If there is mismatched arousal in a relationship, and one person seems less available for sex than the other, it is the sign that something needs to shift in the intimacy, the way you relate and connect. It might feel like something is broken because what has historically worked is no longer working. This might be experienced as loss of desire, or rejection, depending where you are coming from. When the intimacy and sex feel good, we are more likely to want more of it. While penetration can be very pleasurable, when it happens too soon, or it moves too fast, or too deep, it might create tension, pain, numbness or boredom. If most of the sex you have is penetrative, explore intimacy and pleasure that is about the whole body, that is in the moment, without agenda, outside of penetration.
"Being inquisitive about your sexuality, understanding your desires, and what helps you surrender, plays a part in knowing and loving yourself. Cultivating curiosity and non-judgement when connecting with others intimately allow more open-hearted experiences."
Penetration is bi-directional
Penetration is the majority of what we do when we have sex, yet statistically, it is not the sex that delivers the most pleasure for those being penetrated. Why not invite the receiver to be more active, and expressive with their desire, and how they want to be penetrated.
Bring yourself close and leave space between your bodies. Do not push into the other person. Wait for them to respond, and let their body come towards you.
When they ask for penetration, tell them not yet. Tease them to build more desire, help them relax, support each other's regulation, and opening of the heart. Treat your sex with respect and consideration by valuing and elevating the times when you offer it. Create rules and rewards as a way to play with polarity.
Try this
As many of these practices require privacy, which might not be immediately available, I invite you to simply imagine the practice. Visualise, sensualise, how you would do this practice, and what it would feel like.
A non-sexual couple intimacy ritual
I invite you and your partner to set aside 20 minutes with one explicit agreement: no sex, nothing more than what arises in the moment.
One person lies down on their back and closes their eyes.
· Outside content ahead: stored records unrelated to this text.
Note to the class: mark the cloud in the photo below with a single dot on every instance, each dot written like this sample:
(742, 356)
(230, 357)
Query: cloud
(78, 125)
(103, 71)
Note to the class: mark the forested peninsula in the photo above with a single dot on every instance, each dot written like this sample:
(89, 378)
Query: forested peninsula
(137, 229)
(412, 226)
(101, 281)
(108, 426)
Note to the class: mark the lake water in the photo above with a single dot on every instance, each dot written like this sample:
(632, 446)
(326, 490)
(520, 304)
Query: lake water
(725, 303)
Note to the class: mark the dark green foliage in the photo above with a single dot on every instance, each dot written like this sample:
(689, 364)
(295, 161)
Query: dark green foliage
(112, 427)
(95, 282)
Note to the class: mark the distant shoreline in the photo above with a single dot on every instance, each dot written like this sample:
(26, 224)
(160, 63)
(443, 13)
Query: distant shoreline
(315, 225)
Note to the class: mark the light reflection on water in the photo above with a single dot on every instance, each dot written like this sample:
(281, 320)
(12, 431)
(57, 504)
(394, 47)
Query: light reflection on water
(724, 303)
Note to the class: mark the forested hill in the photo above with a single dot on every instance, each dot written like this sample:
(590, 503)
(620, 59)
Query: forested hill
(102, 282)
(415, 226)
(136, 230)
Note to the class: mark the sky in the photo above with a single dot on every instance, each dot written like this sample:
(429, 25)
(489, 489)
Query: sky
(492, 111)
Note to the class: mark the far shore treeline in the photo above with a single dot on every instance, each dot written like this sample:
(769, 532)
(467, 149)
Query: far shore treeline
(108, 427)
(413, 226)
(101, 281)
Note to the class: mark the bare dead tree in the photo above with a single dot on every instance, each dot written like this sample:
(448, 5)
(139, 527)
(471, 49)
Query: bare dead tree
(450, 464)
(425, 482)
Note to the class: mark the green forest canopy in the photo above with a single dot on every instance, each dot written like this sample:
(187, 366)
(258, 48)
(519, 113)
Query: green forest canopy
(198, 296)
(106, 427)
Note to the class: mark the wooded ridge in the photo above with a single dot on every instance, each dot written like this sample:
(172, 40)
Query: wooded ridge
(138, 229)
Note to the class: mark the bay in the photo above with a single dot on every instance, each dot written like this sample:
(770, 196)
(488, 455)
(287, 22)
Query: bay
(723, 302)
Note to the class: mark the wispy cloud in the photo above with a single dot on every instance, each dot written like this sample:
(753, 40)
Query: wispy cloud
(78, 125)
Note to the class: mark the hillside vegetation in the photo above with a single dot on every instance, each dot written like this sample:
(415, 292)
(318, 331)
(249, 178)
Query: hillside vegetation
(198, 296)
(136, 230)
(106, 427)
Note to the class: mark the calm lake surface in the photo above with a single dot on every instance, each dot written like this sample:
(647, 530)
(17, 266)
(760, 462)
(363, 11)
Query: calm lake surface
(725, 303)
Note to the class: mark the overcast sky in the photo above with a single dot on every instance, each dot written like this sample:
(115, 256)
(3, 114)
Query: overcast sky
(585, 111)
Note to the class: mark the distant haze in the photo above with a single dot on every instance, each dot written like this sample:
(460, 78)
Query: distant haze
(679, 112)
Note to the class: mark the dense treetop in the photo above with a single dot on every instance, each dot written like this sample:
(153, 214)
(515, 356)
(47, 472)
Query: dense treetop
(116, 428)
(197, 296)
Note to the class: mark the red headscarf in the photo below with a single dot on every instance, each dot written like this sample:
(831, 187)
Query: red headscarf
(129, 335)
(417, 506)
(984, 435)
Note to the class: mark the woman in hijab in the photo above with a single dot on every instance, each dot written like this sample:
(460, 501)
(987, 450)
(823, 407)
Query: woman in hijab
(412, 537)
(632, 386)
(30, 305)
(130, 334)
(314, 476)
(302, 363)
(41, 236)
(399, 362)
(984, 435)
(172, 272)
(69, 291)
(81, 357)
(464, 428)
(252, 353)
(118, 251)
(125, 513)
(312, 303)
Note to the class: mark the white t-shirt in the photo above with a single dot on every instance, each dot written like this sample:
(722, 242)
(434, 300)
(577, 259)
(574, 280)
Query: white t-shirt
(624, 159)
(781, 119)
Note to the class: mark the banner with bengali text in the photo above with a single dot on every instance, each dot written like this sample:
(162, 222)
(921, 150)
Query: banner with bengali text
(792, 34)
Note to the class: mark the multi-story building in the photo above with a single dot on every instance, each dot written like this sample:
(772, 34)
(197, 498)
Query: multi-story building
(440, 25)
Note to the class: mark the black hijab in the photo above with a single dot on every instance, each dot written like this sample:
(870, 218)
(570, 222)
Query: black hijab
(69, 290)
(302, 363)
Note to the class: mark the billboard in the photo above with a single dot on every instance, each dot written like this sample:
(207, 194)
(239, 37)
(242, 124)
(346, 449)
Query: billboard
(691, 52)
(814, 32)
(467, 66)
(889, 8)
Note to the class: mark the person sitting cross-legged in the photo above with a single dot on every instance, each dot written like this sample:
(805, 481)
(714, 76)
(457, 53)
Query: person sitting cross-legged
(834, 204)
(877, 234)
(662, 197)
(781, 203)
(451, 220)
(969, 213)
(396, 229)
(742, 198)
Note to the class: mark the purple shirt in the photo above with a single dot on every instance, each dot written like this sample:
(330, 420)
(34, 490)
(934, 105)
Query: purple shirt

The other takes a moment to settle, feel your own breath, soften your hands, arrive. The focus is on sensations, and keeping your partner in their body, using stimulation, pleasure, connection. Explore pleasure without going towards sex. Ask for feedback on your touch, get to know each other's body like a map.
After 10 minutes, swap. Let any conversation that follows be about what you noticed in your own body, not about what comes next.